Mark Pellington's "I Melt With You" may be the single biggest disappointment of the Sundance Film Festival.
As a big fan of Pellington's earlier films such as "The Mothman Prophecies" and "Arlington Road," I probably had greater expectations than most, but regardless of my high hopes, "I Melt With You" is a cinematic calamity from its open frames. And the worst part is that my name is in it — more or less — as one of the main characters references a "Jeff Schneider." Oy!
Thomas Jane, Rob Lowe, Jeremy Piven and Christian McKay ("Me & Orson Welles") star as four friends who spend a week in Big Sur reliving their high school glory days and reflecting on how those days have long since passed.
I wasn't exactly expecting likable characters, but boy are these guys a piece of work.
Jane is a failed novelist (aside from one two-week stint on the New York Times best-seller list) who now teaches high school English and snorts cocaine as if Jane were still in "Boogie Nights" mode.
Lowe is a divorced doctor and possible rapist who deals pills to patients like a character out of a Bret Easton Ellis novel and can't get his own kid to call him "Daddy."
Piven is a family man wanted by the SEC for being both greedy and stupid.
McKay lives with the guilt of having killed his sister and her boyfriend … somehow … plus he's not 100% straight, which in this movie means he's obviously suicidal.
Except there's more to it than that.

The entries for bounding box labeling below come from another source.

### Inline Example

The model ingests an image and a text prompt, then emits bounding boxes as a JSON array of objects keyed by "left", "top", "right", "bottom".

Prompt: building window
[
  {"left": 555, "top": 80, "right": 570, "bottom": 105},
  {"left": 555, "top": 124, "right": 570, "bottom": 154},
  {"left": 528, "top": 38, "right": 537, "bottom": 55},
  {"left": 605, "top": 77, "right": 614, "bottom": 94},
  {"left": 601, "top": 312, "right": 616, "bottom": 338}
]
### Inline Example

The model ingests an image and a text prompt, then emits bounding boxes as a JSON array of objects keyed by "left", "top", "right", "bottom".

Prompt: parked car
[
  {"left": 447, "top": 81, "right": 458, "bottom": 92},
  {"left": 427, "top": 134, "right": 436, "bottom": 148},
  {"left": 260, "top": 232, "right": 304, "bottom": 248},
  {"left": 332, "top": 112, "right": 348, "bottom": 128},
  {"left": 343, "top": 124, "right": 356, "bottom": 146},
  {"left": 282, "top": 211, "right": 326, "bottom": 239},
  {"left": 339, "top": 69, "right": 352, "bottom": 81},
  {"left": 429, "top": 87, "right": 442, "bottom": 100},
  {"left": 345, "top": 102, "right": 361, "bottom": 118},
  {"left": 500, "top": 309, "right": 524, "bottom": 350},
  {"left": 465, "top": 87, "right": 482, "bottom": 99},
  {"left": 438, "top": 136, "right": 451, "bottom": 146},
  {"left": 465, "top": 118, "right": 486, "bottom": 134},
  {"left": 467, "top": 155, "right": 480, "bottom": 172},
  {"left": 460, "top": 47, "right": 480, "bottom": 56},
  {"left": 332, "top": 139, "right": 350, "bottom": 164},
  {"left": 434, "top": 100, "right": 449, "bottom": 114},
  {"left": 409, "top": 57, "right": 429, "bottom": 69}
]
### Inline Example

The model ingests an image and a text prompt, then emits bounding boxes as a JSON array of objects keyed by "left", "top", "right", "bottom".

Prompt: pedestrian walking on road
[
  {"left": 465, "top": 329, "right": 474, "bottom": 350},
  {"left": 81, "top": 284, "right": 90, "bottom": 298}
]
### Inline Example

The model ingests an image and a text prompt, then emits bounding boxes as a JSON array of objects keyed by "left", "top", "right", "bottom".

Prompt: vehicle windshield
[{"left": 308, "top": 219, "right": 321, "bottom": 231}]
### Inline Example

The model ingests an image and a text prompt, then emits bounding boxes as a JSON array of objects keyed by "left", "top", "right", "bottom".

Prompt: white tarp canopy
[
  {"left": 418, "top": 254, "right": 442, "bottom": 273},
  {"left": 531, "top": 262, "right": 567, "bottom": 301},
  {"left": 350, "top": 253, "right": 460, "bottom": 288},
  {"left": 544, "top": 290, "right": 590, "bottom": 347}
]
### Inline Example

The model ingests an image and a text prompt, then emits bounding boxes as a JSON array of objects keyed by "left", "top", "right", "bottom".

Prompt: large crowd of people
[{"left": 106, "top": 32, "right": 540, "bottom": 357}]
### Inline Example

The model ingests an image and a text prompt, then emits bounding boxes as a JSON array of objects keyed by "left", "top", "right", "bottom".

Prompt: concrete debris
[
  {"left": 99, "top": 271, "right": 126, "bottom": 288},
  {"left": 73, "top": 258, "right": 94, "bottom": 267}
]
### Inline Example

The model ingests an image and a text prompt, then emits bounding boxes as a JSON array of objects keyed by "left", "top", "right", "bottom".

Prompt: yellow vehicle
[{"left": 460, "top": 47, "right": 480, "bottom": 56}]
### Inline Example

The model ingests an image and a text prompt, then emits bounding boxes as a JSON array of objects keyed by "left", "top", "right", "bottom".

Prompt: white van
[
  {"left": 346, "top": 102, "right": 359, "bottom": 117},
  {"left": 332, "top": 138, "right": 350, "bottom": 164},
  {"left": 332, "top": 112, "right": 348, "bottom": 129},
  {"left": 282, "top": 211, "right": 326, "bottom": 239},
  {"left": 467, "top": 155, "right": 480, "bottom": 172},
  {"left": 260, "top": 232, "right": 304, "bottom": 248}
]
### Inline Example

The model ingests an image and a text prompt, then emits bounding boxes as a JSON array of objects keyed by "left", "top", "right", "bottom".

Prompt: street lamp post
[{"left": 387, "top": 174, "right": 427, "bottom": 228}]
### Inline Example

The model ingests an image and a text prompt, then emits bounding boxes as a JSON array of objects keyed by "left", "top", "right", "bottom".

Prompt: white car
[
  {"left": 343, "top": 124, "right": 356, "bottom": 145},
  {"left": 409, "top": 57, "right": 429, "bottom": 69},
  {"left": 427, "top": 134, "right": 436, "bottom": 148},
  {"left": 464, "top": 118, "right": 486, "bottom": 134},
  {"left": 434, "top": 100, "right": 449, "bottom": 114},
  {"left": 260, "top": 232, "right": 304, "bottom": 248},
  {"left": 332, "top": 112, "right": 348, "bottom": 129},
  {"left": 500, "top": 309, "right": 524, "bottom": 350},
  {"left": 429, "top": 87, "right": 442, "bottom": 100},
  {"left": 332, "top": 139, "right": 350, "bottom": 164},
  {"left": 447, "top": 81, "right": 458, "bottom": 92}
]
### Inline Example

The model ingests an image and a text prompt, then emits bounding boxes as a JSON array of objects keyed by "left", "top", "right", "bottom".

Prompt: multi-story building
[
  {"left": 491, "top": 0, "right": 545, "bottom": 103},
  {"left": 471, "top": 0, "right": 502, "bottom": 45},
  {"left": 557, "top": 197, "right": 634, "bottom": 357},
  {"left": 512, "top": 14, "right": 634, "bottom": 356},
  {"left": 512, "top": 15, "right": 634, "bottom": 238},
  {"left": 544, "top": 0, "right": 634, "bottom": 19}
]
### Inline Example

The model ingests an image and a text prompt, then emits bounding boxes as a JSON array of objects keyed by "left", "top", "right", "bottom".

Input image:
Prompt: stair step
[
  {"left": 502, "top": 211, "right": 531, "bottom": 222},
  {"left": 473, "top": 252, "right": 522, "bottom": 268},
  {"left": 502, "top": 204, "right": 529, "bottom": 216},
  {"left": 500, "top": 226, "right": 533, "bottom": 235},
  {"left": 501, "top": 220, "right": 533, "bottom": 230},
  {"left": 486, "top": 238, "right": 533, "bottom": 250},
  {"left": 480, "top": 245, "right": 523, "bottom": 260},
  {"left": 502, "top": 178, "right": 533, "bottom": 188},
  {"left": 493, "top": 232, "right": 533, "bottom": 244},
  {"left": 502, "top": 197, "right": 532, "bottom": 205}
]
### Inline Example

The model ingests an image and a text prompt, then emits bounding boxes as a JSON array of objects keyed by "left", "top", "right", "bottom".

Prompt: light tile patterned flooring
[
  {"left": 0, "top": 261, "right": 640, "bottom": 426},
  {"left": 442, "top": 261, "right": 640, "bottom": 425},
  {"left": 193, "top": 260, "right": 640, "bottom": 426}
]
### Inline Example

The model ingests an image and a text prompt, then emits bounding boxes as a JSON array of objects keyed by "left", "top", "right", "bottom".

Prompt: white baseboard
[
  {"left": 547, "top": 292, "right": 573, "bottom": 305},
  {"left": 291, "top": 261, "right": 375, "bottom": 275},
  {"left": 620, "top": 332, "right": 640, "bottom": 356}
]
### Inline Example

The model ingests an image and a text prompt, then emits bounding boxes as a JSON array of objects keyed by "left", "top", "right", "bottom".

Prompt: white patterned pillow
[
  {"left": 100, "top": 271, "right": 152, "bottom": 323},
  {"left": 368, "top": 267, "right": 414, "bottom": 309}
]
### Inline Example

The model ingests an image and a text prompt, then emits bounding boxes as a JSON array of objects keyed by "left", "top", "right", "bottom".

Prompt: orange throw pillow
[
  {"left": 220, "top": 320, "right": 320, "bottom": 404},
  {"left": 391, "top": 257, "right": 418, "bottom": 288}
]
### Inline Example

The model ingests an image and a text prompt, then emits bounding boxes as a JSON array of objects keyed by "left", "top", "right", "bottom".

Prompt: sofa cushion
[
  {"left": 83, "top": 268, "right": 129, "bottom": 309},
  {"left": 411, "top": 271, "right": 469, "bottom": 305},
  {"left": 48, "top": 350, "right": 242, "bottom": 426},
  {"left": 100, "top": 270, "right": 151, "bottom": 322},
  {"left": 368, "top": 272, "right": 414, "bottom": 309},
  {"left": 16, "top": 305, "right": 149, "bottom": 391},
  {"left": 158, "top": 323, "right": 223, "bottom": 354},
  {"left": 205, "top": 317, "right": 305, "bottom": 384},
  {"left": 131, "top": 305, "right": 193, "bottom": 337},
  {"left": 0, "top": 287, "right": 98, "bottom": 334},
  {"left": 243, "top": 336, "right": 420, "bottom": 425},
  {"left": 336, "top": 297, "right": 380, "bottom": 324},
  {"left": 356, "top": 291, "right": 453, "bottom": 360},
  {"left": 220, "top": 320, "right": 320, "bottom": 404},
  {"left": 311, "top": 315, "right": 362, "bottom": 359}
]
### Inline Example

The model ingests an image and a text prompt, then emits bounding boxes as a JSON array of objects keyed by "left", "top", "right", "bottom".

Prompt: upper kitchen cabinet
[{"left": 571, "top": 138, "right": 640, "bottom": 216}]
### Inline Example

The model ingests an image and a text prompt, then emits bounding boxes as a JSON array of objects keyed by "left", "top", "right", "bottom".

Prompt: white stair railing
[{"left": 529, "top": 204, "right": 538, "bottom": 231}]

A lot more. The dirty little secret of "I Melt With You" is that it's basically about a death pact that's enforceability is directly related to the happiness of the overall group — and they're all miserable. Each seems to be at their happiest during their annual get-togethers, but even then, they hide secrets and personal animosities from each other.
Arielle Kebbell and Piven's "Entourage" co-star Sasha Grey appear briefly as a couple of partygoers, with Grey (in case you're wondering, yes, she takes her top off) sort of serving as the impetus for the transformation of the group (via self-reflection) and the pact's initiation.
Another "Entourage" alum, Carla Gugino, plays an integral role as a suspiciously weapon-less local cop set on playing a paranoid hunch.
As far as the performances are concerned, all the actors are fine, with Piven escaping from the mess the best.
While Pellington has a great eye and knows how to direct actors, the knock on him is that he isn't great at development, and there's no doubt that Glenn Porter's script needed more fine-tuning.
Pellington is a very visual filmmaker who made his name directing music videos, yet while I don't necessarily mind his frenetic flourishes and constant filter-changes, "I Melt With You" doesn't exactly cry out for the "Requiem For a Dream" treatment. That's the real problem — Pellington is unable to resist all the bells and whistles. His most egregious error in judgement of many is the use of onscreen text that is supposed to be edgy, but feels more appropriate of an NYU student film. This isn't "The Social Network" trailer, dude.
Not only does "I Melt With You" feature nearly as many suicides as the haunting documentary "The Bridge," but it also happens to run a bloated 122 minutes. With the help of a motivated editor, Pellington could easily cut 20-30 minutes from film.
The first hour of the film is awash in booze and drugs and other such Bacchanalian excess, and the second half is a huge comedown that plays like the worst hangover ever filmed. I'll put it this way, by the end of the movie, even the eternally-pretty Lowe looks like hell.
The soundtrack is practically omnipresent, and while I really liked what Pellington was going for aurally — there's a lot of great punk rock and I always love tomandandy's scores — some clearly found it obnoxious, as the gentleman next to me had his fingers in his ears for half the movie.
What upset me about the soundtrack was that Pellington ruins the big screen debut of Julian Plenti's "Skyscraper," which deserves a better movie. He uses a version of the song over the film's climax, yet the finale is so over the top, it wasn't just ludicrous, it was practically insulting.
Hopefully "I Melt With You" is just a gross miscalculation by a talented filmmaker.
But if not me, who is this movie supposed to appeal to? It feels more like a cathartic expression of personal demons than a movie people would actually want to see. Honestly, I have no idea who the audience for this is, outside of the clinically depressed or the criminally insane. Suffer through it at your own risk.